Ketua Komisi XI DPR RI, Misbakhun, mengumumkan persetujuan terhadap Wamenkeu Thomas Djiwandono atau yang akrab disapa Tommy Djiwandono untuk mengisi posisi Deputi Gubernur Bank Indonesia (BI). Keputusan ini diambil melalui musyawarah mufakat dalam rapat internal Komisi XI pada Senin (26/1/2026), menggantikan Juda Agung yang sebelumnya mengundurkan diri.
Proses Uji Kelayakan dan Pengesahan
Tommy Djiwandono terpilih setelah melalui serangkaian uji kelayakan dan kepatutan di Komisi XI DPR. “Telah dilakukan kesepakatan melalui proses musyawarah mufakat dan kemudian dimasukkan ke rapat internal di Komisi XI bahwa diputuskan yang menjadi Deputi Gubernur Bank Indonesia pengganti Bapak Juda Agung yang mengundurkan diri adalah Bapak Thomas Djiwandono,” ujar Misbakhun.
Keputusan Komisi XI ini rencananya akan segera dibawa ke Rapat Paripurna DPR RI untuk mendapatkan pengesahan final pada Selasa (27/1/2026). “Dan hari ini diputuskan bersama menjadi keputusan bersama Komisi XI di rapat internal dan nanti akan dibawa ke Paripurna DPR RI untuk disahkan besok,” jelasnya.
Komitmen Tommy Djiwandono
Dalam proses uji kelayakan, Tommy Djiwandono menegaskan komitmennya untuk tidak lagi terafiliasi dengan partai politik. Ia menunjukkan bukti bahwa dirinya telah resmi keluar dari Partai Gerindra dan bukan lagi merupakan pengurus partai tersebut.
Lebih lanjut, Tommy memaparkan visinya mengenai potensi Indonesia menjadi negara maju pada tahun 2045. Menurutnya, hal ini dapat dicapai dengan memperhatikan pertumbuhan ekonomi yang inklusif dan berkelanjutan. “Caranya adalah dengan mesin pertumbuhan bergerak semua bersama, dalam hal ini fiskal, moneter, sektor keuangan, dan iklim investasi bergerak secara bersama-sama dan akhirnya membantu semua sektor lain, yaitu sektor yang bernilai tambah, yang mempunyai multiplier yang tinggi, pun juga sektor yang resiliensi dan padat karya untuk tumbuh selaras dan dengan itu pertumbuhan yang berkelanjutan dan inklusif bisa tercapai,” paparnya.

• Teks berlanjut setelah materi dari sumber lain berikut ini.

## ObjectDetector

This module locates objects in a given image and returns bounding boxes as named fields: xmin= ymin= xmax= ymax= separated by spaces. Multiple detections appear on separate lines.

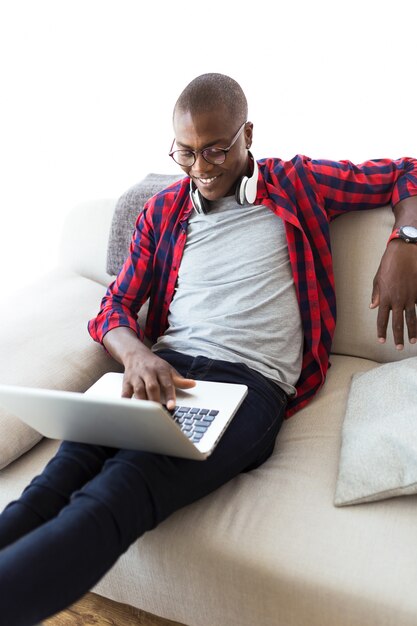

Tommy mengidentifikasi tiga pilar utama yang krusial untuk mewujudkan cita-cita Indonesia sebagai negara maju. “Ada tiga hal yang saya anggap penting untuk mewujudkan negara maju, yaitu pertumbuhan ekonomi tentunya, tapi juga harus ditopang oleh pemerataan oleh pembangunan tersebut dan stabilitas nasional,” tuturnya.